Changing perceptions


A pineapple plantation in Pekan Nenas, Tanjung Piai. The state government is hoping to boost the agrofood business in Johor. — Filepic

JOHOR BARU: The Johor government has allocated over RM60mil to strengthen the state’s agrofood industry over the next two years.

Johor agriculture, agro-based and rural development committee chairman Datuk Samsolbari Jamali said the allocation reflected the government’s commitment to the industry and further its food security agenda.

“The agriculture and food industry is one of the most stable sectors during this economic crisis, resulting in it becoming a new source of income for the government, besides ensuring stability in the food supply.

“For 2021, the state government allocated RM27.65mil, which is the largest allocation ever provided for the agriculture, fisheries and veterinary sectors, with another RM35mil for 2022, ” he added.

Samsolbari said the allocations would involve the development of all activities within the value chain for agriculture and agrofood sector in Johor, and this would benefit all the players, no matter their size.

Agriculture activities in Johor are divided into two — commodity crops and agrofood crops.

“Almost 64% of agricultural land in Johor is being developed for commodity crops with only 36% for agrofood crop activity, ” he added.

He stressed that to ensure the success of the food security agenda, which touches upon level of readiness, usability, accessibility and supply stability, it was important to remember the fortunes of farmers, ranchers and fishermen who supplied food for everyone daily.

“The government has always focused on helping them so that their lives can be upgraded from time to time and they can get a steady and attractive income, ” he said, adding that the agrofood sector had the potential to meet this goal.

“The agrofood profession can also be made more attractive and ‘sexy’ to the community, in particular the youths, ” he added.

Samsolbari said there was a perception that only commodity agricultural activities such as oil palm and rubber plantations would bring in more profit.

However, he said there was now a higher awareness among the public and farmers that with the same land size, agrofood agricultural activities could bring higher returns compared to commodity crops.

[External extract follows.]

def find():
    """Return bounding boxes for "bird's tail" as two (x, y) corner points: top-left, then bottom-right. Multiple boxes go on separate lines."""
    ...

The government’s main task, he added, was to provide a bigger marketing platform so that the farmers would have the confidence to market their produce.

To this end, the state government would be working closely with agencies such as Federal Agricultural Marketing Authority (Fama) and bodies such as the Area Farmers Organisations (PPK).

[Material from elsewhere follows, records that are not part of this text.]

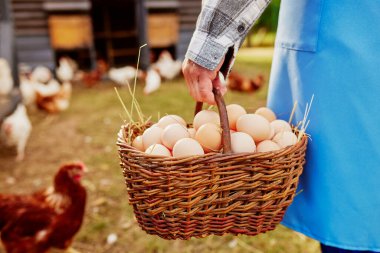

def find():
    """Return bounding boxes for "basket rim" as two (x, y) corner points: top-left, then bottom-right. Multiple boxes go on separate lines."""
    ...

(116, 123), (308, 162)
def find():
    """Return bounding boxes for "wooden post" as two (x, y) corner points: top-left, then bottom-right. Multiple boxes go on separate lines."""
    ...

(0, 0), (19, 87)
(135, 0), (150, 70)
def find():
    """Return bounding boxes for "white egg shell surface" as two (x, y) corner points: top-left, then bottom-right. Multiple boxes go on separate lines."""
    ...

(255, 107), (277, 122)
(231, 132), (256, 153)
(145, 144), (171, 157)
(161, 123), (190, 149)
(173, 138), (204, 157)
(142, 126), (164, 149)
(236, 114), (271, 142)
(193, 110), (220, 131)
(195, 123), (222, 152)
(157, 114), (186, 129)
(226, 104), (247, 130)
(187, 127), (196, 139)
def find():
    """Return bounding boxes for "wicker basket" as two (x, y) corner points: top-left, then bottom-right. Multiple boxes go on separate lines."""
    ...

(117, 89), (307, 239)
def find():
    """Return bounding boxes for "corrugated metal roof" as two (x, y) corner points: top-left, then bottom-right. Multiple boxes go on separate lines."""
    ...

(145, 0), (179, 9)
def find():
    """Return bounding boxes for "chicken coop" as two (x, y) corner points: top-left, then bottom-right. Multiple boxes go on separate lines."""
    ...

(10, 0), (202, 68)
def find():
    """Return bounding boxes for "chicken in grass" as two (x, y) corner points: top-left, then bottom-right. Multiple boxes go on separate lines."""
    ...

(30, 66), (53, 84)
(227, 71), (265, 92)
(36, 82), (72, 113)
(0, 104), (32, 161)
(0, 58), (13, 96)
(55, 57), (76, 82)
(0, 163), (86, 253)
(108, 66), (136, 85)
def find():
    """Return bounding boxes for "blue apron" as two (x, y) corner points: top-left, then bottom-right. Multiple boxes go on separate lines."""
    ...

(268, 0), (380, 251)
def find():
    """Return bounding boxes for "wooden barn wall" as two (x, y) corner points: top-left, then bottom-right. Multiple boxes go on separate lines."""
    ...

(12, 0), (54, 68)
(177, 0), (202, 60)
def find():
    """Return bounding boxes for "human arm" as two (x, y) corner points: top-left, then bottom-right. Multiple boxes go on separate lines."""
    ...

(182, 0), (270, 104)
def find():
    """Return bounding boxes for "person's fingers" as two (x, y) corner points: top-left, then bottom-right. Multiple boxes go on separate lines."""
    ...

(212, 75), (227, 95)
(182, 59), (196, 99)
(197, 75), (215, 104)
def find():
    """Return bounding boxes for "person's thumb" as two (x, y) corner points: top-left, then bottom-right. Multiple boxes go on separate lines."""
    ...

(212, 74), (227, 95)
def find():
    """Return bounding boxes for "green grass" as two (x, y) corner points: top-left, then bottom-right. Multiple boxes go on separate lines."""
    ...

(0, 54), (319, 253)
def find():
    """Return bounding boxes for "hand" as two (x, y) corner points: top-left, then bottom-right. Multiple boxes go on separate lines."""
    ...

(182, 59), (227, 105)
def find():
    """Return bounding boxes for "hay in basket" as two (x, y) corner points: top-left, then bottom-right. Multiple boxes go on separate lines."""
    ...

(117, 82), (308, 240)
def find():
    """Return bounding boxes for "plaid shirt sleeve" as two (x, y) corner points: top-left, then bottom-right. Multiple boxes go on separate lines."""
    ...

(186, 0), (271, 71)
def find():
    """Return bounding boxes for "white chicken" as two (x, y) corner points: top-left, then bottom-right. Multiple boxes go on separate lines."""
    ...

(56, 82), (73, 111)
(108, 66), (136, 85)
(0, 104), (32, 161)
(144, 69), (161, 95)
(30, 66), (53, 83)
(20, 76), (38, 106)
(56, 57), (75, 82)
(32, 79), (61, 97)
(0, 58), (13, 95)
(36, 82), (72, 113)
(152, 50), (182, 80)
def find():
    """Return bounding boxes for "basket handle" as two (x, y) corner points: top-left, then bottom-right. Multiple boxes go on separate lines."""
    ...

(195, 87), (232, 154)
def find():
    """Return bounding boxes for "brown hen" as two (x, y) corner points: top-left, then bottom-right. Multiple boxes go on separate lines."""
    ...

He added PPK had its own Agricultural Yield Collection Centre (PPHP), which played an important role in marketing various produce.

“The government allocated RM500,000 to upgrade the infrastructure of the PPHP handled by PPK Kluang and PPK Benut, ” he said.

Samsolbari also said that the government would be developing an export agriculture centre through cooperation with various quarters including the Federal Government as well as private and industry players in strengthening the sector in Johor.